Letters from England, Volume 2 (of 3)
Transcriber's Note:
This work is by Robert Southey. It is a fictitious account of an imaginary Spanish nobleman travelling through England.
Obvious printer errors have been corrected. Hyphenation has been rationalised. Inconsistent spelling (including accents and capitals) has been retained.
BY DON MANUEL ALVAREZ ESPRIELLA. TRANSLATED FROM THE SPANISH.
IN THREE VOLUMES. VOL. II. THIRD EDITION.
LONDON: PRINTED FOR LONGMAN, HURST, REES, ORME, AND BROWN, PATERNOSTER-ROW.
1814.
Edinburgh: Printed by James Ballantyne and Co.
ESPRIELLA'S LETTERS FROM ENGLAND.
High-street, Oxford.—Dress of the Oxonians.—Christ Church Walk.—Friar Bacon's Study.—Lincoln College.—Baliol.—Trinity.—New College.—Saint John's.—Mode of Living at the Colleges.—Servitors.—Summer Lightning.

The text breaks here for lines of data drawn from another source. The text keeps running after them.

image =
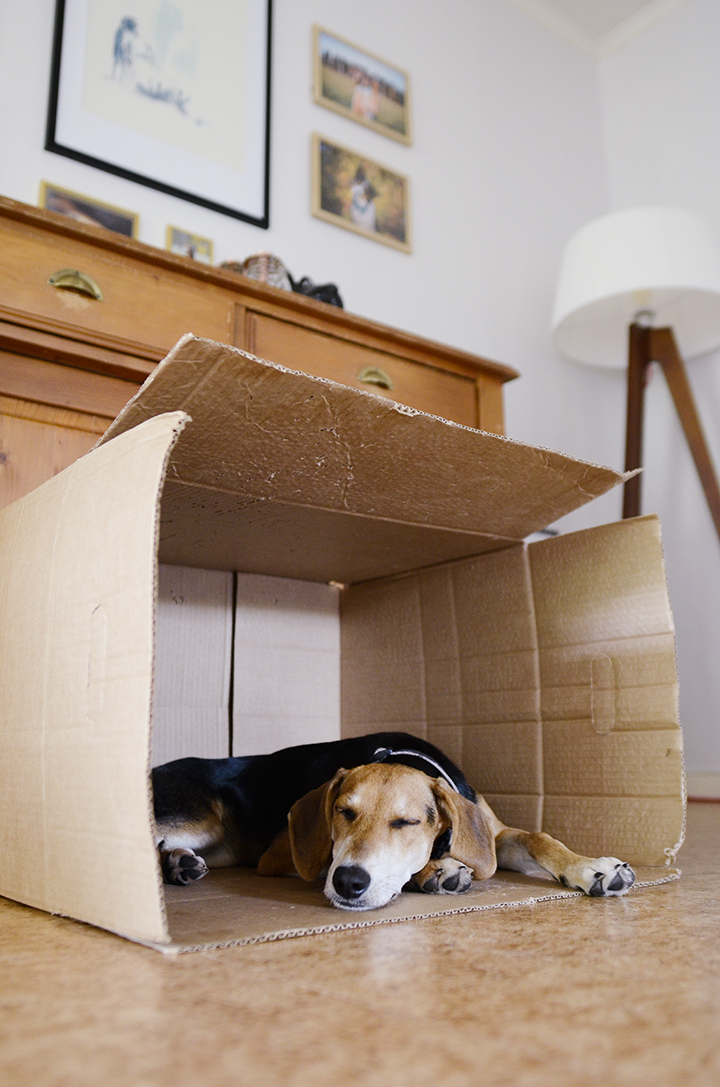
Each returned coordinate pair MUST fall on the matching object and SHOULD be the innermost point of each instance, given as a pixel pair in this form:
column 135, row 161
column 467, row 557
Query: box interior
column 336, row 564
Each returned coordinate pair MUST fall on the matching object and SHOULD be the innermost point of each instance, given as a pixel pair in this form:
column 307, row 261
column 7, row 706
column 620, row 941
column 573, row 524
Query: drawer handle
column 72, row 279
column 373, row 375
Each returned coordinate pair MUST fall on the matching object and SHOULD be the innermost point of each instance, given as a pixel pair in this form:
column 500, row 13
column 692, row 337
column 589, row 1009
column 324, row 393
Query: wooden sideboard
column 70, row 361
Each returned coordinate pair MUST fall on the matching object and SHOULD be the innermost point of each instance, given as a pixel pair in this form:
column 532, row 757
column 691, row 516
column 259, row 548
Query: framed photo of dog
column 168, row 96
column 360, row 195
column 360, row 86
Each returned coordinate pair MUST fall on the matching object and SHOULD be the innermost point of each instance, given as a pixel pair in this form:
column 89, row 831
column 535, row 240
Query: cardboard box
column 331, row 563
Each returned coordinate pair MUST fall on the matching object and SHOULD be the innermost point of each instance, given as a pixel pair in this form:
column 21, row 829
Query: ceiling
column 597, row 26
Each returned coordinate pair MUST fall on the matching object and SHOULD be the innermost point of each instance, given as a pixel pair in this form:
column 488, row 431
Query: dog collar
column 382, row 753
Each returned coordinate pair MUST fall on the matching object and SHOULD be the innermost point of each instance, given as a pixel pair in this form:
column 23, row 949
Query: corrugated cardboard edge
column 139, row 913
column 284, row 934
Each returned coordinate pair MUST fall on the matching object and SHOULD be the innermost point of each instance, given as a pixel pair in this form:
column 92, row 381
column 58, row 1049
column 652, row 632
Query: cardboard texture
column 381, row 581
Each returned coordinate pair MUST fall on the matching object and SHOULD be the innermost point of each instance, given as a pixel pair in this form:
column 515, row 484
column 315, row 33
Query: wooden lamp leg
column 638, row 359
column 663, row 350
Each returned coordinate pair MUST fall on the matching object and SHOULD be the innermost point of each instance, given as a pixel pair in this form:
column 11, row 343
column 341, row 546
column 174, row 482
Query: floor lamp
column 633, row 286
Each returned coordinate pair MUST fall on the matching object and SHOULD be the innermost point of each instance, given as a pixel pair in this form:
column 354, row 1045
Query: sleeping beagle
column 377, row 813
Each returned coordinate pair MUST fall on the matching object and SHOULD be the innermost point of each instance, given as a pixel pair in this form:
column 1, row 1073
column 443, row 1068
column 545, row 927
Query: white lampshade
column 661, row 260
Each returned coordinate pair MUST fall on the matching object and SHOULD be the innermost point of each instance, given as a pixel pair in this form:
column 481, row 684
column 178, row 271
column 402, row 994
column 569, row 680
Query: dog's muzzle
column 350, row 882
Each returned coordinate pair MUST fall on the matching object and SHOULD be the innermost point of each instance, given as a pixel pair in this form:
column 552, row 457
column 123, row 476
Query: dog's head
column 374, row 827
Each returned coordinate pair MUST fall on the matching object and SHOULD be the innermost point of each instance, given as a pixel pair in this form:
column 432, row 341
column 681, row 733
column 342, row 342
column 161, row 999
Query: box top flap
column 263, row 434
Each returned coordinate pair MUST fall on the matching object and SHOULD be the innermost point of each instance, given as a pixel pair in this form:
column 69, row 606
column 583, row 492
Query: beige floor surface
column 619, row 991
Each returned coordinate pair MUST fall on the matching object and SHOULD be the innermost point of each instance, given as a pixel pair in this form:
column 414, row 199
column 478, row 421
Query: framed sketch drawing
column 170, row 95
column 354, row 191
column 360, row 86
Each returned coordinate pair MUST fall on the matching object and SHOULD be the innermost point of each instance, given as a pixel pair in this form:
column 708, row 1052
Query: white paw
column 182, row 866
column 603, row 877
column 449, row 877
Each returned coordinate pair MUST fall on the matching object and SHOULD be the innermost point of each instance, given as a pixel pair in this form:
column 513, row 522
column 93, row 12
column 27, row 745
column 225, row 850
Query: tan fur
column 383, row 820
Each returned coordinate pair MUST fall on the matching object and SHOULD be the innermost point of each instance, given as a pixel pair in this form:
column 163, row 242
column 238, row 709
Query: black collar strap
column 382, row 753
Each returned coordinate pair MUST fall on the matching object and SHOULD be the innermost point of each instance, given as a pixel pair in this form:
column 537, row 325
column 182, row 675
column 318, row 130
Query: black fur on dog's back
column 259, row 790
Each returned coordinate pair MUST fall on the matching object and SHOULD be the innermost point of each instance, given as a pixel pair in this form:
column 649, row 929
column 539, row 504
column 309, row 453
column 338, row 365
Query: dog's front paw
column 603, row 877
column 445, row 876
column 182, row 866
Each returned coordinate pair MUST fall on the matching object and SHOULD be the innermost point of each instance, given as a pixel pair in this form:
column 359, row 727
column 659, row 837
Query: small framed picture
column 354, row 191
column 188, row 245
column 360, row 86
column 88, row 210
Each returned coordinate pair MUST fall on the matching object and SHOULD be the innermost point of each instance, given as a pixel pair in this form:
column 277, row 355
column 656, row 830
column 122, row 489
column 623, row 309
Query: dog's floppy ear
column 472, row 841
column 309, row 825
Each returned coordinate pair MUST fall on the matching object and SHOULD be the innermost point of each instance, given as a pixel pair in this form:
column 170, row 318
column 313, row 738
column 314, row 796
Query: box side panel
column 286, row 673
column 612, row 745
column 76, row 613
column 194, row 633
column 450, row 654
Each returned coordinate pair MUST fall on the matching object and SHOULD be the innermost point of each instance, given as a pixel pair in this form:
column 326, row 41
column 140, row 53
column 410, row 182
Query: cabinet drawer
column 426, row 387
column 150, row 307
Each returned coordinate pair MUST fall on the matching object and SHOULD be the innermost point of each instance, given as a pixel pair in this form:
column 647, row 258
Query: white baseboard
column 704, row 786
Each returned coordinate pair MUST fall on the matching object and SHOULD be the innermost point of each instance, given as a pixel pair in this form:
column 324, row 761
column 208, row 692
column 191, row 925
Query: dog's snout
column 350, row 882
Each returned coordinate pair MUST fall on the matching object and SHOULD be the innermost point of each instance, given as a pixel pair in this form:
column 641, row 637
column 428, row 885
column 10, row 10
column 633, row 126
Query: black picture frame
column 103, row 140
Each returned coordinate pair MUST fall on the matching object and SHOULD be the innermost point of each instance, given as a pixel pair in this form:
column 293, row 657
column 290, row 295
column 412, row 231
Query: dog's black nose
column 350, row 882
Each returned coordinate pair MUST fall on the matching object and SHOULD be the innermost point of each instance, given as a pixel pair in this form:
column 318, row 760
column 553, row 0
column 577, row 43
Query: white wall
column 508, row 160
column 661, row 107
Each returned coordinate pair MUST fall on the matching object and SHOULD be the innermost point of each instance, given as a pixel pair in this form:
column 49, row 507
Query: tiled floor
column 619, row 991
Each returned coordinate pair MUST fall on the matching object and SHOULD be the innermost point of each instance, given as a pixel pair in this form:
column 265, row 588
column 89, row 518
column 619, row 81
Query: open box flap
column 77, row 570
column 262, row 434
column 547, row 672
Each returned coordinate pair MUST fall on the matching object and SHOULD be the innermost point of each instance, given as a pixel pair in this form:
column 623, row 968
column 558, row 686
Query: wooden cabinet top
column 175, row 288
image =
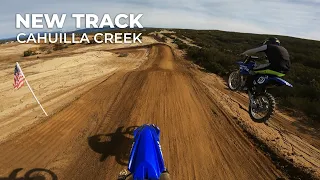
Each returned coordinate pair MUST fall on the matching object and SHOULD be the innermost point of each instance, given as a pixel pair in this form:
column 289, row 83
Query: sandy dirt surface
column 88, row 136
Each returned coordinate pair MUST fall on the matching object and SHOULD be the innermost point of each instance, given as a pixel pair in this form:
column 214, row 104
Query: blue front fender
column 146, row 160
column 280, row 81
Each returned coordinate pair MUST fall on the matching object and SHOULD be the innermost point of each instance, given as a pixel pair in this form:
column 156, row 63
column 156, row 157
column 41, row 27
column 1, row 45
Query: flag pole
column 31, row 89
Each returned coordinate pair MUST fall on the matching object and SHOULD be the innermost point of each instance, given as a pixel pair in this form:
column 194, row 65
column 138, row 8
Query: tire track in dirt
column 88, row 139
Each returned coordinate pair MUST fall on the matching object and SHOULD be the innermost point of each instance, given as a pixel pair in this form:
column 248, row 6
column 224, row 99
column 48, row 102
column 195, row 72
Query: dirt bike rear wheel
column 267, row 100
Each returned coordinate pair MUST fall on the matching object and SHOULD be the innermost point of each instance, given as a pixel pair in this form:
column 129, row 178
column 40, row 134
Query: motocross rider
column 278, row 60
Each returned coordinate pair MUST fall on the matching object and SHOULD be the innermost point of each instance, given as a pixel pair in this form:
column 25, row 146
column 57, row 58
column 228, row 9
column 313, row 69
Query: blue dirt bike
column 146, row 160
column 262, row 103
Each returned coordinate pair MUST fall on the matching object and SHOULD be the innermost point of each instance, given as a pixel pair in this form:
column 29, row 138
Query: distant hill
column 220, row 51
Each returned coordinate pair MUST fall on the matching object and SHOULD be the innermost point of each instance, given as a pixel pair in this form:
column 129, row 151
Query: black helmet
column 272, row 40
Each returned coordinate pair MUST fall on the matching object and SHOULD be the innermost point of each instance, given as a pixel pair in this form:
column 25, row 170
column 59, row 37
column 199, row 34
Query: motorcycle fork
column 252, row 102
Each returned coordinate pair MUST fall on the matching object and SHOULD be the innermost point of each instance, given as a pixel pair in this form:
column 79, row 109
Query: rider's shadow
column 116, row 144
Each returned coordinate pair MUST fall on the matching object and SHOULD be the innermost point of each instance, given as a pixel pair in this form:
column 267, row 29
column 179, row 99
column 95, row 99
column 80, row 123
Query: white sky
column 298, row 18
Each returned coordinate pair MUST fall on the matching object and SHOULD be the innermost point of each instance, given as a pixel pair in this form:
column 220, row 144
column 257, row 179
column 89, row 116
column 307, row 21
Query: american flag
column 18, row 78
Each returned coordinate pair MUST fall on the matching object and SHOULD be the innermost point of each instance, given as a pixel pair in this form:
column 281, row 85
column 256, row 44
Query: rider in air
column 278, row 59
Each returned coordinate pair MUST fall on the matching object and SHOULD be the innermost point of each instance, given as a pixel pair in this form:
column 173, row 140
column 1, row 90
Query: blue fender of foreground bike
column 146, row 159
column 280, row 81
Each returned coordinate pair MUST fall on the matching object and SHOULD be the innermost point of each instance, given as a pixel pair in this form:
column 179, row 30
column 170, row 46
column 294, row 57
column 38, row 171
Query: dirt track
column 90, row 138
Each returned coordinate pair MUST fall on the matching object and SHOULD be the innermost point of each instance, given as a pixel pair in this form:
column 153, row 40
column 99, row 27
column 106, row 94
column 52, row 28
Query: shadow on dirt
column 116, row 144
column 33, row 174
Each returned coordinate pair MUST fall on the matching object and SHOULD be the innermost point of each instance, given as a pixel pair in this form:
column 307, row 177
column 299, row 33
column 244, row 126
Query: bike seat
column 254, row 57
column 270, row 72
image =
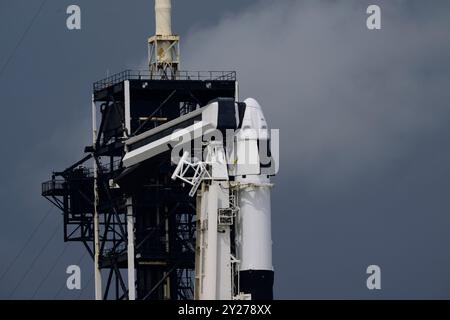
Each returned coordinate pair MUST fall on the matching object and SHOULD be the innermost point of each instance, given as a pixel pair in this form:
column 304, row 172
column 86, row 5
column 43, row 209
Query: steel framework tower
column 146, row 228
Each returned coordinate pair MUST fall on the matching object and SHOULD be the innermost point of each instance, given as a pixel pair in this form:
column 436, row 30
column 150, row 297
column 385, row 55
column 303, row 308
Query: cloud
column 362, row 115
column 345, row 98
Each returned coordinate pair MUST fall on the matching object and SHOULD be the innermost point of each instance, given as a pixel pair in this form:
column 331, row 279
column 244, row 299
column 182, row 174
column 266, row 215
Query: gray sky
column 363, row 117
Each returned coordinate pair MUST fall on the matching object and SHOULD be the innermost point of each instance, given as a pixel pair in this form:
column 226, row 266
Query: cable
column 50, row 271
column 22, row 37
column 26, row 244
column 34, row 261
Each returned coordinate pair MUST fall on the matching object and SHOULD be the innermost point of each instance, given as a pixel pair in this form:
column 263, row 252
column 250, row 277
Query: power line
column 23, row 37
column 50, row 271
column 26, row 244
column 34, row 261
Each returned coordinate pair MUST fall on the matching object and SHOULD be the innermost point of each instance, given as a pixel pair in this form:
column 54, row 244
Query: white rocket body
column 254, row 227
column 255, row 236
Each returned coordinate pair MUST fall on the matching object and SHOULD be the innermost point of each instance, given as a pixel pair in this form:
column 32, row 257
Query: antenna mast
column 164, row 47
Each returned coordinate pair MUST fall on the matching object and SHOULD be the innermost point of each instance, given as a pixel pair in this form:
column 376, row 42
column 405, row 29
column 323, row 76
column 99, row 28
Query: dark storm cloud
column 364, row 124
column 363, row 118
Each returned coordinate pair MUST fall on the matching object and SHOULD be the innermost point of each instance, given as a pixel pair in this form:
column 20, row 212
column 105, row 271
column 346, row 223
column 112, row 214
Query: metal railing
column 180, row 75
column 53, row 185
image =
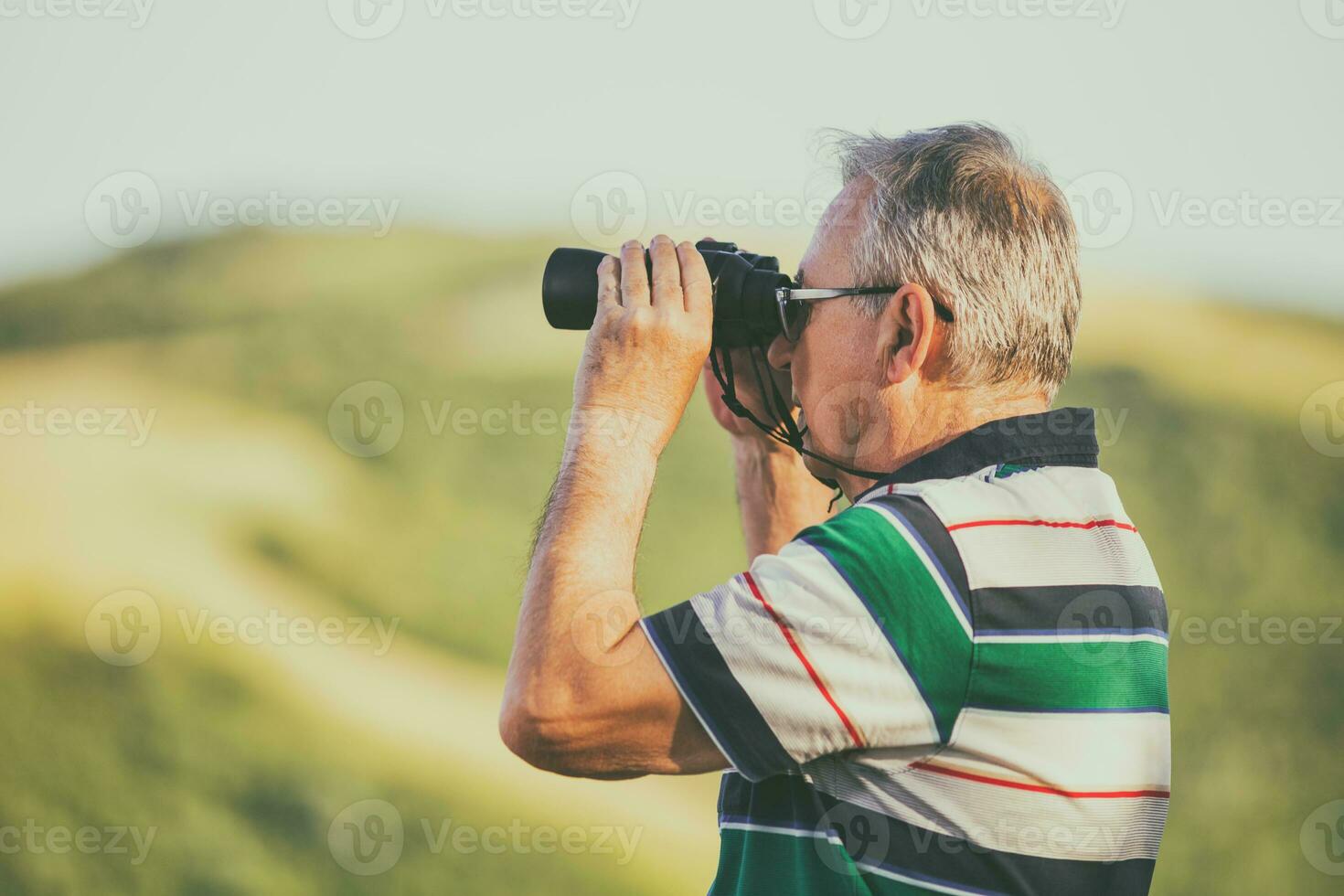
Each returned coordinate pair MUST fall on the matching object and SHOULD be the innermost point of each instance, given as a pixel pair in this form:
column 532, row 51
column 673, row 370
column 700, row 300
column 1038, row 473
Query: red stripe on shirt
column 797, row 652
column 1052, row 524
column 1040, row 789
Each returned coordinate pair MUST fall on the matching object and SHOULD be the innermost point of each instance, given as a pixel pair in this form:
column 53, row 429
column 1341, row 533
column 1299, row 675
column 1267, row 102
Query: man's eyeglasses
column 795, row 305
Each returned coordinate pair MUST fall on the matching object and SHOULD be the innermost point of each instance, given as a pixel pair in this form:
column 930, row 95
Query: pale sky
column 1203, row 140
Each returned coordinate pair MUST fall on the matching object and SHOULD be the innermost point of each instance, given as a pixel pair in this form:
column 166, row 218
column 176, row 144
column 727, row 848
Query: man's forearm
column 777, row 497
column 585, row 549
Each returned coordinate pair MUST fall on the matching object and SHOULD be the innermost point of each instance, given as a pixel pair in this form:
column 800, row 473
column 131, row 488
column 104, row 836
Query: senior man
column 958, row 683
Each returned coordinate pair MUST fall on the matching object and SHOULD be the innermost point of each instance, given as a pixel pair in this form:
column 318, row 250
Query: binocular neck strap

D. has a relation at one of the colleges, to whom he dispatched a note immediately upon our arrival. By the time tea was ready he was with us. It must be admitted, that though the English are in general inhospitable towards foreigners, no people can be more courteous to those who are properly introduced. The young student told us that he should show us the University with as much pleasure as we could see it; for he had abstained from visiting many things himself, till he should have a lion to take with him. Upon enquiring the meaning of this strange term, I found that I was a lion myself; it is the name for a stranger in Oxford.